Shisui possessed the Sharingan; his kinetic vision was flawless. He caught the microscopic widening of Kei's eyes, the sudden slackening of tension in his shoulders, and the dawning realization in that chilling smile.

"What did you just figure out?" Shisui demanded, his voice dropping to a dangerous whisper.

The momentary flash of clarity vanished, and Kei's face slammed shut like a steel vault. He shook his head slowly. "Nothing at all."

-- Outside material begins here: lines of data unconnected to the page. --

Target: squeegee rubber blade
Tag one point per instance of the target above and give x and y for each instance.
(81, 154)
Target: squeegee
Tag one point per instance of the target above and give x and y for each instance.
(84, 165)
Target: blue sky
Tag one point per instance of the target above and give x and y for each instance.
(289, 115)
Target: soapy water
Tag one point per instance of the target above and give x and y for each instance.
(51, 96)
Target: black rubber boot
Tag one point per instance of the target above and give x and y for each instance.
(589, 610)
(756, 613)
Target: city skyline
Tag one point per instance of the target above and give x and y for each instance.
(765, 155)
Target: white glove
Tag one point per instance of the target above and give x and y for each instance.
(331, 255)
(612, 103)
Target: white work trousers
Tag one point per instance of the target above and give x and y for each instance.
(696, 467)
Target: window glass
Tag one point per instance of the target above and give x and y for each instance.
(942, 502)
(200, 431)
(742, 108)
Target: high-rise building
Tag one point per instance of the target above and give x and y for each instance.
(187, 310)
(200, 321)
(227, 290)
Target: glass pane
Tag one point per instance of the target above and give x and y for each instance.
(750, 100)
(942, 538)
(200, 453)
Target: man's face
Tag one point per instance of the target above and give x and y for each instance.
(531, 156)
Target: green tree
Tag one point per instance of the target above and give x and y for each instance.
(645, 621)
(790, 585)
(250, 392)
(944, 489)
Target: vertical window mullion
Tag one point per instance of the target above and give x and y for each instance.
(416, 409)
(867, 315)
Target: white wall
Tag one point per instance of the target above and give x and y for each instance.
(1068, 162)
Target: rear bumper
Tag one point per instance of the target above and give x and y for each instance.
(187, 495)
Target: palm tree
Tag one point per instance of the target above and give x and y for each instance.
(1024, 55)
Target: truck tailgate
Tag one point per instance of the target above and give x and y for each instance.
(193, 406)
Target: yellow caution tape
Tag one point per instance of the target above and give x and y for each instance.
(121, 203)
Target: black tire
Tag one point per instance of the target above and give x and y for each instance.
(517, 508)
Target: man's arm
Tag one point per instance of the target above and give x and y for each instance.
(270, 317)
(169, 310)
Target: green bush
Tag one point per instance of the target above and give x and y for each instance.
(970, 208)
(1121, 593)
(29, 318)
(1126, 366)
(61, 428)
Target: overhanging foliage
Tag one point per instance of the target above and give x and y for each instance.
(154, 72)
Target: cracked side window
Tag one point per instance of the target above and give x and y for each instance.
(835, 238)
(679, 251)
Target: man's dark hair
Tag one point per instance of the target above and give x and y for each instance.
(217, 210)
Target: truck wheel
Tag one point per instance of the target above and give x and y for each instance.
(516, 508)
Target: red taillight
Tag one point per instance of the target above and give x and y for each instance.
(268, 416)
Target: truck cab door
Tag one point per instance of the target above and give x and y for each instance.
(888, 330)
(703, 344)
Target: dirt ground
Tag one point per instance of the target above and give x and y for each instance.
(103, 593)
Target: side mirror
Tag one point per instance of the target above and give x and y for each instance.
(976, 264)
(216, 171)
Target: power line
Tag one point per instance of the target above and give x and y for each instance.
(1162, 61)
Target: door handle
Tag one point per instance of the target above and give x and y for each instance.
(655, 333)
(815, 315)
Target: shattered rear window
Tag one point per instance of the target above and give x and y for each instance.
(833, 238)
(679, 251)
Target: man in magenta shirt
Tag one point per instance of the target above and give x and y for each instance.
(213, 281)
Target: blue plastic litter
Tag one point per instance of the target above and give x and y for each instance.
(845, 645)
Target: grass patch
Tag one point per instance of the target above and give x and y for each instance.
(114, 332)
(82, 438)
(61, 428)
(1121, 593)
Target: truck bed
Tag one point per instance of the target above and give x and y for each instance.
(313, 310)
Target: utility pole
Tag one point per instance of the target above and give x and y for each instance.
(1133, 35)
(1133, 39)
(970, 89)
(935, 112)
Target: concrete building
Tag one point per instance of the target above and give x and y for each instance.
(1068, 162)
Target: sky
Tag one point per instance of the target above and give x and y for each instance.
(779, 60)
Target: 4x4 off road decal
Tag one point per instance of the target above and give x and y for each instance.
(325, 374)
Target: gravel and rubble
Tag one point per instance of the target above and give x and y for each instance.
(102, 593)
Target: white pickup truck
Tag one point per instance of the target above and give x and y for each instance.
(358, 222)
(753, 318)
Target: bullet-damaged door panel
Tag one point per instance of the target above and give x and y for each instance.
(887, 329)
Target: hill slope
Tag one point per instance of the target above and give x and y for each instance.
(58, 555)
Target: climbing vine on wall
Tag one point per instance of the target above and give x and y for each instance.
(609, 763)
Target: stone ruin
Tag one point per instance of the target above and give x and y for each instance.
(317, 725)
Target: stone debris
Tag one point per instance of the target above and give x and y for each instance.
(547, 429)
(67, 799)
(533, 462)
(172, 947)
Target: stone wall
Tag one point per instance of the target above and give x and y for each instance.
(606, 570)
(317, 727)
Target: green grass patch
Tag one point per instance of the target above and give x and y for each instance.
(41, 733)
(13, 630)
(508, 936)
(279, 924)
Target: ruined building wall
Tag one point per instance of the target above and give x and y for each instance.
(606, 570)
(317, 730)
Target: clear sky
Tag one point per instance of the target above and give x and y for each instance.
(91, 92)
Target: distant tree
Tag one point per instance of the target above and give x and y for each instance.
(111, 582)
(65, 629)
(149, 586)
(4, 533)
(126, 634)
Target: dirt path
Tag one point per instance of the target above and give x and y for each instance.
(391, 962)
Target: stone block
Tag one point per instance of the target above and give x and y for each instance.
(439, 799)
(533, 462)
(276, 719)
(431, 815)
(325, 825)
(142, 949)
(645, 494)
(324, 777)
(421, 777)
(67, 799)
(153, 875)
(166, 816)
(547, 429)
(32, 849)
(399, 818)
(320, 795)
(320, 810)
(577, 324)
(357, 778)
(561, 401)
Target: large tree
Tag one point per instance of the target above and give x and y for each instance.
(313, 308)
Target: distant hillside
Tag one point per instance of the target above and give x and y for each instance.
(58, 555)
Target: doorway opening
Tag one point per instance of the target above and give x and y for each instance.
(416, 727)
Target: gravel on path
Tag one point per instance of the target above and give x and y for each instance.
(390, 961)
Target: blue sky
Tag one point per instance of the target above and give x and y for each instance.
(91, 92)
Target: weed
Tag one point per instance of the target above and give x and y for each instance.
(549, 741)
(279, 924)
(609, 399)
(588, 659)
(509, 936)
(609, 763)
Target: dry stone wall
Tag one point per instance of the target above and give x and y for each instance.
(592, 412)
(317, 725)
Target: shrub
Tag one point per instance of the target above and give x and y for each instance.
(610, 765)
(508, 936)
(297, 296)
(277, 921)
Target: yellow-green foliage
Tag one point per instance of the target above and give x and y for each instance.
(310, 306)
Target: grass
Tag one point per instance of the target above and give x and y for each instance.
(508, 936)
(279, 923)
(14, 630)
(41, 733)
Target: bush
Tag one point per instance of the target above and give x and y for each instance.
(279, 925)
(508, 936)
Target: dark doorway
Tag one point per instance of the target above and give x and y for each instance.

"Do you truly believe you can conceal the truth by playing coy?" Shisui stood up, his shadow falling over the desk. The air in the room grew heavy, suffocating under the weight of the Uchiha's spiking chakra. "You had better not be involved in the disappearances in that district. Because I swear to you... even if you are protected by the Hyuga Main House, I will not let you off."

Kei sat perfectly still, entirely unfazed by the killing intent radiating from the prodigy. "I eagerly look forward to whatever truth you manage to unearth, Shisui," he replied, his voice a calm, placid lake.

Shisui scrutinized the blind man's unreadable mask for a long, tense moment. He knew he wasn't going to extract another syllable from him. If Kei wouldn't speak, he would simply have to tear the truth out of the shadows himself. Without another word, Shisui turned and marched toward the door.

"Haru," Kei called out lazily, not even bothering to turn his head as the chime rang. "Please ensure the door locks behind him. I have nothing further to say to a fool who walks willingly toward his own grave."